This message was deleted.
# k3s
a
This message was deleted.
c
that looks to me like you’ve got bad content in your resolv.conf, but I can’t tell what it is
n
This is in the resolv.conf of the k3s node. Or would it be in the pod?
Copy code
nameserver 127.0.0.53
options edns0 trust-ad
search gmn.local
This is the one inside the pod:
Copy code
search gmn.local
nameserver 10.10.1.10
nameserver 1.1.1.1
nameserver 9.9.9.9
When I exec into the pod (added a sleep command before it crashed) and try to curl the rancher instance, I get an SSL error. Is it possible the self signed cert is causing the issue?
Copy code
cattle-cluster-agent-859976c8f-qxzrp:/var/lib/rancher # curl <https://rancher.gmn.local/ping>
curl: (60) SSL certificate problem: self signed certificate
More details here: <https://curl.haxx.se/docs/sslcerts.html>

curl failed to verify the legitimacy of the server and therefore could not
establish a secure connection to it. To learn more about this situation and
how to fix it, please visit the web page mentioned above.
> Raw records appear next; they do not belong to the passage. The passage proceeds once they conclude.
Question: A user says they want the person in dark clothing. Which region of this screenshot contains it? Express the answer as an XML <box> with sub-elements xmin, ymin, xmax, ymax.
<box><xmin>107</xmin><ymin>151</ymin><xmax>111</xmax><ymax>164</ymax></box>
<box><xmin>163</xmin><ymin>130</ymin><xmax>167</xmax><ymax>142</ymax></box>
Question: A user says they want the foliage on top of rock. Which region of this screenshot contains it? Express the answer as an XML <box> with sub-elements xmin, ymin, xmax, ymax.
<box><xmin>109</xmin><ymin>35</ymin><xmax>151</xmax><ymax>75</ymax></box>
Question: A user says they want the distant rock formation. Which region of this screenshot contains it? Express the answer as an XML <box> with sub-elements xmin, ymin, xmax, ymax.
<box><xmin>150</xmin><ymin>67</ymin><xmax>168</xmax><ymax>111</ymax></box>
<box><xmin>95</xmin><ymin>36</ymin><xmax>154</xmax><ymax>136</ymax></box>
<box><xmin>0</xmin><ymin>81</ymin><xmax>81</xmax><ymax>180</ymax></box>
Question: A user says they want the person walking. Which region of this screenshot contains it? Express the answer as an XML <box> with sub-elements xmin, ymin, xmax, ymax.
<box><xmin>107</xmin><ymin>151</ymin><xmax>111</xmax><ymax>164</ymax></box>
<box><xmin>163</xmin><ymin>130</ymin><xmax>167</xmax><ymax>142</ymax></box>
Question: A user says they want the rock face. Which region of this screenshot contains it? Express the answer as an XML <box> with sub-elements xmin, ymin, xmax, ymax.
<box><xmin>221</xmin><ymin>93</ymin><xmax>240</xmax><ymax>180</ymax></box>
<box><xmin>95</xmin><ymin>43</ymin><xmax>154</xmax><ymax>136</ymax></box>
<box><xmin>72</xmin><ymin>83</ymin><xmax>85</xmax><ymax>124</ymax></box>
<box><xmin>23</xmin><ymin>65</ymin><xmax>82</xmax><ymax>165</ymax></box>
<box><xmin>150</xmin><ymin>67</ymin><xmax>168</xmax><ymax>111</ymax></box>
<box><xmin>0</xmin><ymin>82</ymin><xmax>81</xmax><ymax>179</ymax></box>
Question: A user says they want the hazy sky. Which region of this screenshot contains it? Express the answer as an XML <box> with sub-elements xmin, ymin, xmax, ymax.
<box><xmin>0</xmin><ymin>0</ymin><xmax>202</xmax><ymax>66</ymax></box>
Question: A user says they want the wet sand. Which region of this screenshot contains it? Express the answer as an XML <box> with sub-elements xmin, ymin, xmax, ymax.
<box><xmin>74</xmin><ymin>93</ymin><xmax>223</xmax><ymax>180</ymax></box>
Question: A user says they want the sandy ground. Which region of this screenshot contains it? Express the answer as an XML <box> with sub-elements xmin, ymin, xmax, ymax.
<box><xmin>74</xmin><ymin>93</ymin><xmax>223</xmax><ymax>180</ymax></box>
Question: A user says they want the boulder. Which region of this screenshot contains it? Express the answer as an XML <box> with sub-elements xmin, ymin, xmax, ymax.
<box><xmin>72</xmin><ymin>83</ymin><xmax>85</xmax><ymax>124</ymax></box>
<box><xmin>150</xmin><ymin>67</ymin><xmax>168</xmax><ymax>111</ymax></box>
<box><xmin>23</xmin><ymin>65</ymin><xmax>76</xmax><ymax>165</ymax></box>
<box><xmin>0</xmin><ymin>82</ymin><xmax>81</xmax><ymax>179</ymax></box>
It's odd how it's worked fine, but now isn't.
r
I've noticed that with newer Ubuntu and we fixed by editing the coredns config map to pass in valid DNS to get outside (the 127.0.0.53 that the host OS uses is invalid in the pod as all localhost goes to pod within pod). The weird thing is on the same distro with the same DNS config, sometimes it works without tweaks, other times it needs to coredns change and occasionally loses it and needs it set again (though the losing it we found was from something we were doing through argocd in prometheus config being a bit overly broad).
n
I have added the entry into coredns config map under the
customdomains.db
key and then mounted that volume which helped the resolution be 100% of the time, but for some reason after it resolves it, it shows that
parse error
.
r
I don't have a setup handy to check, but in ours we just added another DNS server IP to the right of another piece of the config.
n
I got this fixed. For some reason after a reboot of truenas on my LAN, it assumed the IP of the rancher server that the cluster agent was trying to connect to, so there was an issue when it tried to connect and got routed to the truenas server sometimes vs. the rancher server. I got here by manually mounting the SSL CA cert from rancher to the cattle-cluster-agent and removing the
CATTLE_CA_CHECKSUM
from the deployment config. Then watching the logs, it found that the SSL cert from the "rancher" server was not matching the one from the mounted path, which I knew was right. The CA cert it was getting from "rancher" was issued by XiSystems which I recognized as coming from the TrueNAS server, so after looking at the network interface config of truenas, it was also broadcasting on that IP, causing the overlap, even though I never configured it to have that IP. Once I removed it, the whole thing started working again.
r
Congrats on the find. IP collisions are things we assume don't happen and usually don't check for, but certainly can understandably hose network operations.
💯 1